Les grands mystificateurs

Pendant un match, les signaux qui pourraient sembler inquiétants pour l’immense majorité des clubs ou des équipes et préfigurer une inévitable désillusion (blessures, but encaissé, fin du temps réglementaire) se mettent à prendre une tout autre signification pour le Real Madrid (cf blessures de tous les centraux et du gardien cette saison, non remplacement de Benzema).

Chaque événement contraire est alors métabolisé et transformé en une force nouvelle. Moins il reste de logique sportive, plus la foi se raffermit. Exemple? Le but de Davies à Bernabeu a réveillé l’équipe contre le Bayern. Le face-à-face manqué d’Adeyemi ou le poteau touché par Füllkrug en finale ont eu le même effet mobilisateur: ils ont réveillé la mystique qui dormait. C’est la croyance qui fait vivre la mystique. Chacun se sent alors porté par une idée qui le dépasse mais le définit.

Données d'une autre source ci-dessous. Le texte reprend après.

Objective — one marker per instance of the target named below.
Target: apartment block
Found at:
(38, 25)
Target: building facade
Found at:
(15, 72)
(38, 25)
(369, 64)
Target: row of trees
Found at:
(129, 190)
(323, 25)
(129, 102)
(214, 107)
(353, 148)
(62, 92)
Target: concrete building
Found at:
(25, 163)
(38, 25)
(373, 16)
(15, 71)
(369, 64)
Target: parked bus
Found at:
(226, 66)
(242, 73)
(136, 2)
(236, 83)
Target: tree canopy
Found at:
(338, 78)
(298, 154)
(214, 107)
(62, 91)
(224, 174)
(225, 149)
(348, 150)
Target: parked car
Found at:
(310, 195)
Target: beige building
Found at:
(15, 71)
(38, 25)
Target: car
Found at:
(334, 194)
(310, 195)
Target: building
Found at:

Question inévitable: depuis tout ce temps, comment se fait-il que les adversaires ne se soient pas mis au diapason? Comment expliquer qu’une équipe à ce point dépassée par son adversaire en première mi-temps, puisse remporter un tel match? Les visages des joueurs de Dortmund après le premier but sur corner donnent une piste. La mystique, comme le dit l’étymologie grecque, c’est la force propre d’un secret dont on ne peut se défaire et qui occupe chacune de vos pensées. Plus vous essayez de chasser une pensée maudite, d’envoyer au loin un savoir honni, plus l’obsession habite votre conscience au point, à terme, de déposer les armes pour qu’elle vous fiche enfin la paix. Carvajal a raison, si les adversaires sont mystifiés, c’est que cette force existe. Point.

Petit ours blanc

Il se passe avec le Real Madrid, au fond, ce que le psychologue américain Daniel Wegner a décrit, en 1987, dans une célèbre expérience de psychologie clinique. Il demande à des personnes de "ne pas penser à un ours blanc". Résultat: c’est impossible. Pire, cette impossibilité mène les sujets à des situations de malaise psychique et de dépression. La pensée à effacer finit par rendre fou celui qui en devient le prisonnier.

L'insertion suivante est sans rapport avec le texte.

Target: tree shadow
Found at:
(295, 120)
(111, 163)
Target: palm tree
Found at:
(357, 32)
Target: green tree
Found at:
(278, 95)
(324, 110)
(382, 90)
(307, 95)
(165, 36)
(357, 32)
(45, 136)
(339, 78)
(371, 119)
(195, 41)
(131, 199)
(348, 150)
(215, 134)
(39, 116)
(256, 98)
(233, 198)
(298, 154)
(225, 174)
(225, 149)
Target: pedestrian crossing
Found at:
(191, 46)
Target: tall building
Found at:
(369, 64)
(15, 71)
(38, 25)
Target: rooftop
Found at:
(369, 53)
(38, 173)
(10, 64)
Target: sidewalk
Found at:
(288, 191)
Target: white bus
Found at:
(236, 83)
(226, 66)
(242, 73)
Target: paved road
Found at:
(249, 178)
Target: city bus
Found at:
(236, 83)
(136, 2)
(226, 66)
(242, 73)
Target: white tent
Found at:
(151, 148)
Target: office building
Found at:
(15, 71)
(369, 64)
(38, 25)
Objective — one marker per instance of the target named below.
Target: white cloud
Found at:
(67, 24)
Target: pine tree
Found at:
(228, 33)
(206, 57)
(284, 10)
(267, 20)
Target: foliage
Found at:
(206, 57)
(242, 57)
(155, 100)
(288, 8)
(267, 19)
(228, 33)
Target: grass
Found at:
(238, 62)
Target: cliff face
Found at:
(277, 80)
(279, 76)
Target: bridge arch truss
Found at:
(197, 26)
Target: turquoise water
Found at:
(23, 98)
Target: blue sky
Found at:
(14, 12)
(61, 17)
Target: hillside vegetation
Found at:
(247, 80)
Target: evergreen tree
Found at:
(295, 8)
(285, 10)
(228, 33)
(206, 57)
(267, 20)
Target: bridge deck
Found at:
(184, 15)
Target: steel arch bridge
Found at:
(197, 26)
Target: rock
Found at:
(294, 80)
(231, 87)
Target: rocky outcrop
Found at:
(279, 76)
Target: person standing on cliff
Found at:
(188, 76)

Faites l’expérience. Essayez d’oublier les 15 coupes d’Europe, les Galactiques, le feuilleton Mbappé-Real Madrid, la Superligue, Florentino Perez, Zinédine Zidane. Réduisez ce club à une simple couleur, le Bernabeu à un simple stade, le Real à l’équipe d’une ville, la meilleure formation du monde à 11 joueurs anonymes, le plus grand club du monde autoproclamé à un concept marketing creux. Vous constaterez un trou béant dans l’histoire du football. C’est un fait massif, l’esprit ne pourra jamais effacer la trace de l’admiration. C’est tragique pour les adversaires. C’est grandiose pour le Real. Qu’on soit croyant ou non, la mystique agit au moment précis où l’on essaie de s’en défaire. Pour le patient en désintox, un seul remède: vivre avec et recommencer.